The law provides for an emergency exit. The end of the provision on the prohibition of drugs states: “… unless the secretary [of Health and Human Services], at the discretion of the secretary, issued a regulation, after notice and commentary, concluding that the section would be lawful under this chapter. The agency has the possibility of resolving these conflicts when they arise with a regulation which grants an exception to the legal race to the market. So even if the “item” is the same for the drug and the supplement – and there are good reasons why they are not the same – the FDA might fix the problem. Unfortunately, the FDA has never exercised this authority and seems reluctant to do so now for NAC or CBD.

It is important to remember that safety is not the issue in these cases; it is a purely economic argument to preserve financial incentives to conduct drug research. Does the law say that safety should even be a consideration? It does not tell the FDA how to determine that the item “would be lawful under this chapter.” If it is possible to label and market the item as a supplement without presenting a significant and unreasonable risk of injury or illness, is that sufficient? If it was first marketed as a supplement after 1994, under a New Food Ingredient Notification (NDI), is that sufficient to show that the ingredient is reasonably expected to be safe? Or that it is marketed for a different indication than its pharmaceutical counterpart?

All of this underscores the need for a reconsideration of the exclusion clause. The FDA could issue guidelines on this matter, but failing that, Congress must revise this section of the law. This market race should not protect pharmaceutical interests at the cost of denying consumers access to effective supplements that can treat common health problems.

This problem will arise more and more often as drug companies examine the ingredients of long-standing supplements for their potential therapeutic effects and wish to “clean up the bridges” of all the supplements on the market that could reduce their ability to charge more. the drug version. Think about NAC: you can buy an extra 600 mg of NAC for less than 33 cents per serving. A 200-unit bottle can sell for less than the typical $ 20 copayment of a prescription drug. If you thought that NAC also has a therapeutic effect for COVID patients, you would want to corner the market as well.

The provision should not put back legitimate food ingredients because a clinical trial investigated a disease endpoint years ago.
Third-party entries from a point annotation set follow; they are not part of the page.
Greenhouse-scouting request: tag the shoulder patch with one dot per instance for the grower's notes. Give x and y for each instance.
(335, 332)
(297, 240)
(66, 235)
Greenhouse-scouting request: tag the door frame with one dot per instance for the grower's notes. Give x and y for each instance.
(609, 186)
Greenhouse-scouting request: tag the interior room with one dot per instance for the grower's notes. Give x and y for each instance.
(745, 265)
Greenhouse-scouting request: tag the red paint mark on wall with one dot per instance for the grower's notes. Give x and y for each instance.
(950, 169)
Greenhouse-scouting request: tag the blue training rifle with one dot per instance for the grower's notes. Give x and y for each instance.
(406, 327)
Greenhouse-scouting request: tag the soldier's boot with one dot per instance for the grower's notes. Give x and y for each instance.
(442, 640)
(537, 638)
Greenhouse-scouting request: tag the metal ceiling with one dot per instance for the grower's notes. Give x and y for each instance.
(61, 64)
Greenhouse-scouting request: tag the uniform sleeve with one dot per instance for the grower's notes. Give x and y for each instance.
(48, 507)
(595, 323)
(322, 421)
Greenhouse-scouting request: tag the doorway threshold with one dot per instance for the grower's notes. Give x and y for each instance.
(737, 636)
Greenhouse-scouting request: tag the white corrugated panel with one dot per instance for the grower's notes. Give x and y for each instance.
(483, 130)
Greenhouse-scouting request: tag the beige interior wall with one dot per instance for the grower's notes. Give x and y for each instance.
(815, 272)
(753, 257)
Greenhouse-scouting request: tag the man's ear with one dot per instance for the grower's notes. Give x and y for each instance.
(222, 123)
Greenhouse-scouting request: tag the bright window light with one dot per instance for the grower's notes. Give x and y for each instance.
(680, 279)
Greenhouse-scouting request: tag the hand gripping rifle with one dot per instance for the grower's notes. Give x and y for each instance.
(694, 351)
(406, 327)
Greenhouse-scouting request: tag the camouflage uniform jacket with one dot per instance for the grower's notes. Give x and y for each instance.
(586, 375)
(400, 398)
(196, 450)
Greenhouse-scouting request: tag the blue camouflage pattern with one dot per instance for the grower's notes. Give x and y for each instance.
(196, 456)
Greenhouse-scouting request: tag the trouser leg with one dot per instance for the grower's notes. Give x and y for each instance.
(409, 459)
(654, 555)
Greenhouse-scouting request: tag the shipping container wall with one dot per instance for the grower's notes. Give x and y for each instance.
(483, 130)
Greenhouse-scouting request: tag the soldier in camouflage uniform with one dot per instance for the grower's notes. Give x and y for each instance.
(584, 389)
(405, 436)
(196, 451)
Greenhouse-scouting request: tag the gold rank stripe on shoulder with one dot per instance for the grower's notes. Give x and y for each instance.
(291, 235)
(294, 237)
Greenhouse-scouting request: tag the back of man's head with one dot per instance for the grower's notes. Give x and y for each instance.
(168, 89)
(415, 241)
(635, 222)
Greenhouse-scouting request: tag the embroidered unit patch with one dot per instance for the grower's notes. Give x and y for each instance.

The industry needs clarity and balance as the motivation for supply is economic to protect the investments and incentives of large pharmaceutical companies to do drug research – innovation and complementary research should also count.

We are in a difficult situation right now and it is time to resolve it before we lose other safe and beneficial ingredients in the name of pharmaceutical innovation.

Steve Mister is President and CEO of the Council for Responsible Nutrition.